By Ryan LavnerJanuary 19, 2018, 1:48 pm

Dustin Johnson stood out among a star-studded three-ball that combined to shoot 18 under par with just one bogey Friday at the Abu Dhabi HSBC Championship.

Shaking off a sloppy first round at Abu Dhabi Golf Club, Johnson matched the low round of the day with a 64 that put him within four shots of Thomas Pieters’ lead.

“I did everything really well,” Johnson said. “It was a pretty easy 64.”

Johnson made four bogeys during an even-par 72 on Thursday and needed a solid round Friday to make the cut. Before long, he was closer to the lead than the cut line, making birdie on three of the last four holes and setting the pace in a group that also included good rounds from Rory McIlroy (66) and Tommy Fleetwood (68).

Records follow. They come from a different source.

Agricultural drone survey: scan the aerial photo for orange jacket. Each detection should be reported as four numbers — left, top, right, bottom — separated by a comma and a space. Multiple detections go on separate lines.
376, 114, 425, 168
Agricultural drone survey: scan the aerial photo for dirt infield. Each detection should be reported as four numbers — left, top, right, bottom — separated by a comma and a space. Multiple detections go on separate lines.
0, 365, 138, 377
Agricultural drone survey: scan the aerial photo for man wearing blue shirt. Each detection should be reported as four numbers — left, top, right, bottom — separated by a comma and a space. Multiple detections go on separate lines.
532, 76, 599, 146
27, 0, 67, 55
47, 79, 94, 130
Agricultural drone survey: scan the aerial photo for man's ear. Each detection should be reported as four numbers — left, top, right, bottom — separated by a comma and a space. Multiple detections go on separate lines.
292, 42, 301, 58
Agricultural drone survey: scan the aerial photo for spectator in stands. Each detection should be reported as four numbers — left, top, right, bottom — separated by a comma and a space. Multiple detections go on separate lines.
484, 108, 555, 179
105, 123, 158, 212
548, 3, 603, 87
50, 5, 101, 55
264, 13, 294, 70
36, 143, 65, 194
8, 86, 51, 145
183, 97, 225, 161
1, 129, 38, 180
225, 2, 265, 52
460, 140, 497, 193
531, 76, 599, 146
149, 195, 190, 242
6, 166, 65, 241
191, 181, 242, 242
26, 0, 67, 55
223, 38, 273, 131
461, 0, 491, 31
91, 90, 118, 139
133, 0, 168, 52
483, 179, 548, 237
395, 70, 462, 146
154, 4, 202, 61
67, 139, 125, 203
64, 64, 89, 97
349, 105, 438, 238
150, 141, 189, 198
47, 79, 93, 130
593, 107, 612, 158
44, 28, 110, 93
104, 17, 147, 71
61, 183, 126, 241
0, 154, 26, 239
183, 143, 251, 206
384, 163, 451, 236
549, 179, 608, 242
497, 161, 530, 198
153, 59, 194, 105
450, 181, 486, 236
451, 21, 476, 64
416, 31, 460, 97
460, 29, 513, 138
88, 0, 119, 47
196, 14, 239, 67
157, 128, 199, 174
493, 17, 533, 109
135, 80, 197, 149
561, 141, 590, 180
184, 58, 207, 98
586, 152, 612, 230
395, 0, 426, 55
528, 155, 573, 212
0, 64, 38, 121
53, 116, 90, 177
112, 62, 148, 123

“Everyone was hitting good shots,” McIlroy said. “That’s all we were seeing, and it’s nice when you play in a group like that. You feed off one another.” 

Full-field scores from the Abu Dhabi HSBC Championship

Coming off a blowout victory at Kapalua, Johnson is searching for his first regular European Tour title. He tied for second at this event a year ago.

Johnson’s second-round 64 equaled the low round of the day (Jorge Campillo and Branden Grace). 

“It was just really solid all day long,” Johnson said. “Hit a lot of great shots, had a lot of looks at birdies, which is what I need to do over the next two days if I want to have a chance to win on Sunday.”